Tons of Android Apps are tracking you secretly
- Fariha
- December 4, 2017
- 1,943
According to a new study, over 3 in 4 Android apps have one third-party "tracker" at the least which is something really alarming for Android users. The study reached this figure after the analysis of hundreds of apps by Exodus Privacy and Yale University's Privacy Lab, a French research organization. They analyzed the mobile apps for the signatures of 25 known trackers that make use of numerous ways to get personal information about users with the objective of targeting for services and ads.
In the survey it was revealed that the apps that were using tracking plugin one sort or another included some of the leading Google Play Store apps such as Uber, Tinder, Spotify as well as OKCupid. All these make use of Crashlytics, a Google service which tracks app crash reports, but it also has the ability to get insight into the activities of the users as well as inject live social content in order to please them.
In addition, there are some less widely-used trackers which have the ability to go much beyond that too. Like FidZup, which is a French firm that can get to know the existence of mobile devices and users with the help of ultrasonic tones. While FidZup claims that it does not use the tech anymore, tracking users via wifi networks works equally well too.
Yale Privacy Lab is making use of its study to call on developers in addition to Google for better transparency into security and privacy practice related to trackers.

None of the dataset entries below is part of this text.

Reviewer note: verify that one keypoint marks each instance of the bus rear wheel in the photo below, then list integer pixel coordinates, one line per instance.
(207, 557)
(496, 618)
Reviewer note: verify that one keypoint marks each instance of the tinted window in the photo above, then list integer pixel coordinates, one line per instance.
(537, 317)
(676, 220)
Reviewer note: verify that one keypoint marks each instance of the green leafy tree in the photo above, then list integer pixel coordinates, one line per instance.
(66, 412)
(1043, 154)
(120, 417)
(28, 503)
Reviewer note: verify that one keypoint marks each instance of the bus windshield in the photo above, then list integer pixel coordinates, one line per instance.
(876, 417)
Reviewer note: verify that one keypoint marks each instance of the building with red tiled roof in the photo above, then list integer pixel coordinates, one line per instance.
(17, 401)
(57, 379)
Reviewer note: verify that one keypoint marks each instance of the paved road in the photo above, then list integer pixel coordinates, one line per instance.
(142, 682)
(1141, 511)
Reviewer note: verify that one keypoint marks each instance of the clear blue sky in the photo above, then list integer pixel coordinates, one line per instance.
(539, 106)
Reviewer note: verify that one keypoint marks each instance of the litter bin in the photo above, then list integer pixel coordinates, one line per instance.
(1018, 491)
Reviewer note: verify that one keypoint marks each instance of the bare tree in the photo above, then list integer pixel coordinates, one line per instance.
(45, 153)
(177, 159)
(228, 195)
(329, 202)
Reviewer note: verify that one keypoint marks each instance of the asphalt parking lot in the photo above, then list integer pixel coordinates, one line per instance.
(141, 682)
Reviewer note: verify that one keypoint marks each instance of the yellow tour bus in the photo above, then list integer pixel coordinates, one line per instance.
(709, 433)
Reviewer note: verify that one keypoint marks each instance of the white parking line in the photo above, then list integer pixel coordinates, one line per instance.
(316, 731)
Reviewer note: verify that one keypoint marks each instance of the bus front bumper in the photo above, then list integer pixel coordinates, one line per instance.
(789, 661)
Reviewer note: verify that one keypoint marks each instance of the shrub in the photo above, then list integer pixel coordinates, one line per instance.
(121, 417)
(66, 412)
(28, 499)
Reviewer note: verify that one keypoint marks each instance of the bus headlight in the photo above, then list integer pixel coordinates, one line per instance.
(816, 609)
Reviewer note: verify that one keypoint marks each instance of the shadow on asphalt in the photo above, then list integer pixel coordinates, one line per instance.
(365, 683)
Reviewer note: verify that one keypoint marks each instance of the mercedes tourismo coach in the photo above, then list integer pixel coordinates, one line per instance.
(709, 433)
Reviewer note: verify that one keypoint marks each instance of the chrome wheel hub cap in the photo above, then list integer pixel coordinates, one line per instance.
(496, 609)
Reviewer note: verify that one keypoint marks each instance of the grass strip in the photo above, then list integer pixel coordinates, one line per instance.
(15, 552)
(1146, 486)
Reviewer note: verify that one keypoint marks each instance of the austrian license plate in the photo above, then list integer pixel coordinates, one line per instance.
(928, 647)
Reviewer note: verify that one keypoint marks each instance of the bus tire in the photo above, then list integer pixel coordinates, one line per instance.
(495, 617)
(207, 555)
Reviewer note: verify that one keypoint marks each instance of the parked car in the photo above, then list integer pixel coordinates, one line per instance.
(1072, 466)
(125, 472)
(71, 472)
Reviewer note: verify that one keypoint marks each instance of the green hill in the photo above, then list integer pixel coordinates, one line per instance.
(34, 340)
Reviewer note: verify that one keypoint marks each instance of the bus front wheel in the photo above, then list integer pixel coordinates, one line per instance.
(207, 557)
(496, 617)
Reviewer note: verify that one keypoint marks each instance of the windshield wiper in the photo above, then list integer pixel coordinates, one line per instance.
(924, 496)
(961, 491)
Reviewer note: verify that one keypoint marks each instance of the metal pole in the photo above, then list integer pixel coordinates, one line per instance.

According to the researchers Android users as well as other app store users must be provided with a trusted chain of software development, distribution, as well as installation without unknown or masked third-party code.
"Scholars, privacy advocates and security researchers should be alarmed by the data, and can provide further analysis now that these findings and the Exodus platform have been made public."
While Yale study didn’t include iOS apps, the firms says that the issue might just be same on Apple's App Store as well.
"Many of the same companies distributing Google Play apps also distribute apps via Apple, and tracker companies openly advertise Software Development Kits (SDKs) compatible with multiple platforms," said the researchers. "Thus, advertising trackers may be concurrently packaged for Android and iOS, as well as more obscure mobile platforms."